Sure, it's theoretically possible to make everything always compatible with everything. In which case you get another problem: bloat.

The end result is that "data-driven design" leads to one of three roads: limited variability despite unlimited content, incompatibility, or bloat. Often it leads down all of these roads in various amounts, but if you're doing a one-player game, it's usually primarily limited variability.

There's nothing fundamentally wrong with this. All games have limited variability. In fact, those limits are often what drive the game to be razor-sharp and great, rather than a mushy mash of media.

Still, data-driven is not the only solution. It's very efficient for games of a specific size at the moment, but for games which are small or quite large, it's not very efficient. Too much overhead, or too many limitations.

The most efficient solution, for larger games, is probably algorithmic generation. Instead of being "data-driven", you're exactly the opposite: your algorithms spontaneously generate your data. Depending on what sort of game you're creating, the difficulty here varies from insanely difficult to merely somewhat obnoxious. For example, it's not too incredibly obnoxious for Civilization's worlds, cultures, and NPC gameplay to be "emergent" rather than carefully scripted. That part of the game is algorithmically generated, not "data-driven". On the other hand, the actual tiles of the map (jungle, ruins, etc) are "data-driven", because it's nearly impossible to create an algorithm which can generate as meaningful a set of terrain tiles.

The tiles are data, the placement algorithms are algorithms. Is this data-driven design? How about the AI? It's algorithmic, but it has to know about the usefulness of any given tile. That's pretty clearly algorithmic, with very little in the way of being data-driven. The tech tree? Entirely data-driven.

See, it all depends on the depth your creation needs to contain. Few people complain too much that the AI in civilization doesn't act like real countries do. Aside from the fact that real countries have more than ten cities, nobody expects a game to model such a level of political complexity. So a simple model can create algorithmically generated gameplay, instead of having to carefully script each instant of every level. You don't need data on the level: just plug the countries in and let them chug. No data. Just algorithms.
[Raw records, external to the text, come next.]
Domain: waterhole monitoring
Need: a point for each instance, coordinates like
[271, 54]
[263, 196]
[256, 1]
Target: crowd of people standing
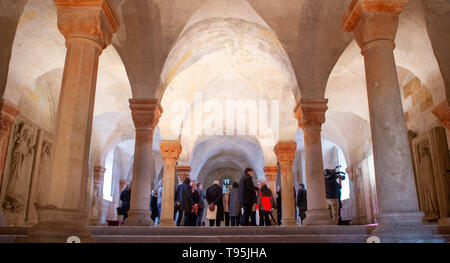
[237, 207]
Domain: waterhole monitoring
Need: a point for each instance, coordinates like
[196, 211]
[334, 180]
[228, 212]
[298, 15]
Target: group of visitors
[238, 206]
But a quick jaunt over to the world of voice acting shows just the opposite: it's nearly impossible to algorithmically generate good voice acting. Even the best voice programs might sound realistic, but none of them can put as much emotional power in their voice as a good voice actor. At least, not without having every instant carefully controlled, in which case it would be easier to get a voice actor. This is an example of content that had damn well better be data-driven. No algorithms. Just data.
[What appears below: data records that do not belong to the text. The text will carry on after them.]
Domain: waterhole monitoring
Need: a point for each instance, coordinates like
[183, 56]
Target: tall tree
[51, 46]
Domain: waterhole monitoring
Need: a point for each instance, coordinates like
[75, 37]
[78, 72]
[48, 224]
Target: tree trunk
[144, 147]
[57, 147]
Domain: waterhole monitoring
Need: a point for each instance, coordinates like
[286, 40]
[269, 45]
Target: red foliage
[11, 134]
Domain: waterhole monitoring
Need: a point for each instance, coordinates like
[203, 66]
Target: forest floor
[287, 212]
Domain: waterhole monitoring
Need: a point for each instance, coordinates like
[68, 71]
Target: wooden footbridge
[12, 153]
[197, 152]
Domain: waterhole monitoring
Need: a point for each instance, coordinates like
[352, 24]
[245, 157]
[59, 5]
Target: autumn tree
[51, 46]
So, no, I don't think "data-driven" is the wave of the future. In fact, I think it's the wave of the past: I think algorithmic generation is becoming more powerful every year. The days of scripting a level are nearly done. In ten years, we'll just say what things should be in the level, and then our algorithms will build it for us.
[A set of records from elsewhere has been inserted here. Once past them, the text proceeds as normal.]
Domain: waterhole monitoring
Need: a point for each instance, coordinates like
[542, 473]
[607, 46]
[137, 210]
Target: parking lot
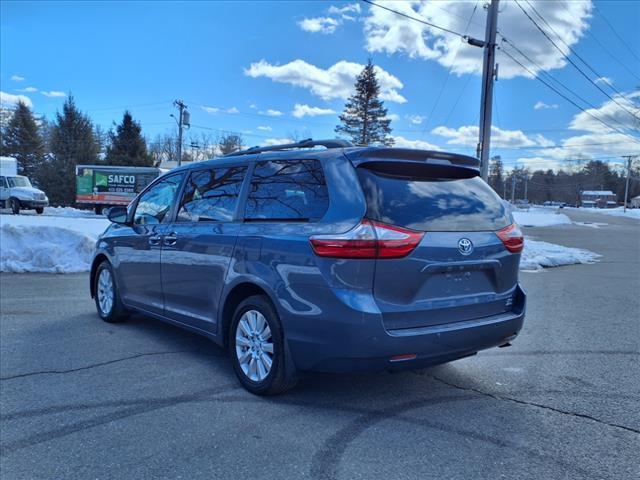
[142, 399]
"Data-driven" design is very useful in many situations. But I don't consider those situations to be universal. Or anywhere near it.

2 comments:

Patrick said...

I totally agree, and I would even take it a step further: allow the AI to evolve the content-creation algorithms.

Craig Perko said...

Patrick: Have you ever tried it? That's functionally impossible! Our AI algorithms aren't just not advanced enough: they're not even in the right universe.

Maybe in fifty years...

Corvus: I don't know anything about your project, so this wasn't pointed at you. From your two-sentence explanation, it sounds like data-driven to me, but I don't know anything about it.

However, there's nothing wrong with data-driven. It's the right solution a lot of times. It's just that everyone seeems to be saying, "it's the solution!"